Als problematisch sieht Diplom-Psychologe Heidecke an, dass nach Einführung der Ganztagsschulen an „langen Tagen“ keine Hausaufgaben gegeben werden, diese werden durch vom Lehrer begleitete Lernzeiten in der Schule ersetzt. Hausaufgaben seien immer aber auch selbstständiges Lernen und tragen zur Verfestigung des Gelernten bei. Für ein Kind, das locker alles verstehe, sei der Verzicht auf Hausaufgaben meist kein Problem. Die, die sich schwer tun, wüssten aber manchmal gar nicht mehr, was und vor allem wie sie selbstständig üben sollen, wenn sich Probleme zeigten.

Grundsätzlich empfiehlt Heidecke Eltern bei Schulproblemen, nicht eine fordernde und strafende Rolle einzunehmen, sondern eine helfende, sprich: sie sollen Anteil nehmen an dem, was ihr Kind in der Schule macht und gemeinsam mit ihm nach Lösungen suchen, etwa wie sich Lerneinheiten sinnvoll in den Tag einbauen lassen können. Wenn allerdings die Schulprobleme immer wieder dazu führen, dass es innerhalb der Familie zu Streit kommt, plädiert Heidecke dafür, die Nachhilfe aus der Familie auszulagern. Ob die nun bei einem Oberstufenschüler oder in einem privaten Nachhilfeinstitut besser sei, könne man nicht grundsätzlich sagen.

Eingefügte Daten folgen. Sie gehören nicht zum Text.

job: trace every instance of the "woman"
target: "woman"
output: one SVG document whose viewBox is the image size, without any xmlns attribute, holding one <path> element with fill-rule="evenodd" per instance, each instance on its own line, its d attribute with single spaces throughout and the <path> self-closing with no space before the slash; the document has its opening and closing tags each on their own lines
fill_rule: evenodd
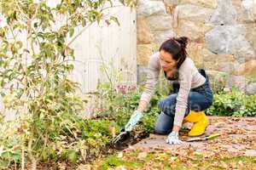
<svg viewBox="0 0 256 170">
<path fill-rule="evenodd" d="M 204 70 L 198 70 L 188 57 L 187 44 L 188 38 L 185 37 L 170 38 L 161 44 L 158 52 L 151 55 L 145 89 L 137 110 L 125 125 L 126 130 L 131 131 L 143 116 L 162 69 L 166 77 L 174 81 L 174 90 L 159 103 L 161 112 L 155 122 L 155 133 L 169 133 L 166 140 L 168 144 L 181 144 L 178 139 L 180 128 L 183 122 L 190 122 L 194 125 L 189 136 L 204 133 L 209 123 L 204 110 L 212 104 L 213 94 Z"/>
</svg>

Nachhilfe-Lösung mit Charme: Ältere Schüler helfen Jüngeren

„Das kommt immer darauf an. Wenn es komplexe Verständnisprobleme gibt, dann ist ein Profi besser“, so der Schulpsychologe. Bei kleineren Lücken aber könnte der Oberstufenschüler, zu dem die jüngeren Schüler aufschauen, die charmantere Lösung sein. Um Eltern im immer größer und unübersichtlicher werdenden Markt an Nachhilfe-Anbietern eine Entscheidungshilfe zu bieten, hat der TÜV Rheinland begonnen, Schulen unabhängig zu testen und ihnen das Siegel „Qualitätsstandard Nachhilfe“ zu verleihen.

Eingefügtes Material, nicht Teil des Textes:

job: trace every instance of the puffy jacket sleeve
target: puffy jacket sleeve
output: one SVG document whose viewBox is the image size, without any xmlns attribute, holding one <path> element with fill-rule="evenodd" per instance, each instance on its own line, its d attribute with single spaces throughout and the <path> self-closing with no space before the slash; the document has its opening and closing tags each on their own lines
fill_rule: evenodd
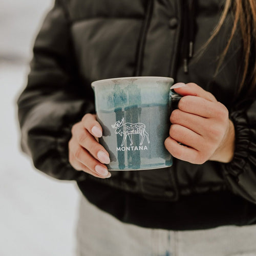
<svg viewBox="0 0 256 256">
<path fill-rule="evenodd" d="M 69 23 L 56 0 L 38 34 L 26 88 L 18 101 L 22 148 L 37 169 L 61 180 L 82 180 L 68 161 L 72 125 L 94 112 L 93 93 L 77 74 Z"/>
<path fill-rule="evenodd" d="M 256 100 L 243 101 L 230 112 L 236 132 L 233 160 L 223 165 L 232 191 L 256 203 Z"/>
</svg>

Für eine erfolgreiche Prüfung wird etwa gefordert, dass die Vertragsbedingungen seriös, die Räumlichkeiten geeignet und die Lerngruppen nur maximal fünf Schüler groß und nur qualifizierte Lehrkräfte zugelassen sind. Weiterhin sollten die Nachhilfeinstitute die Fortschritte der Kinder transparent dokumentieren können.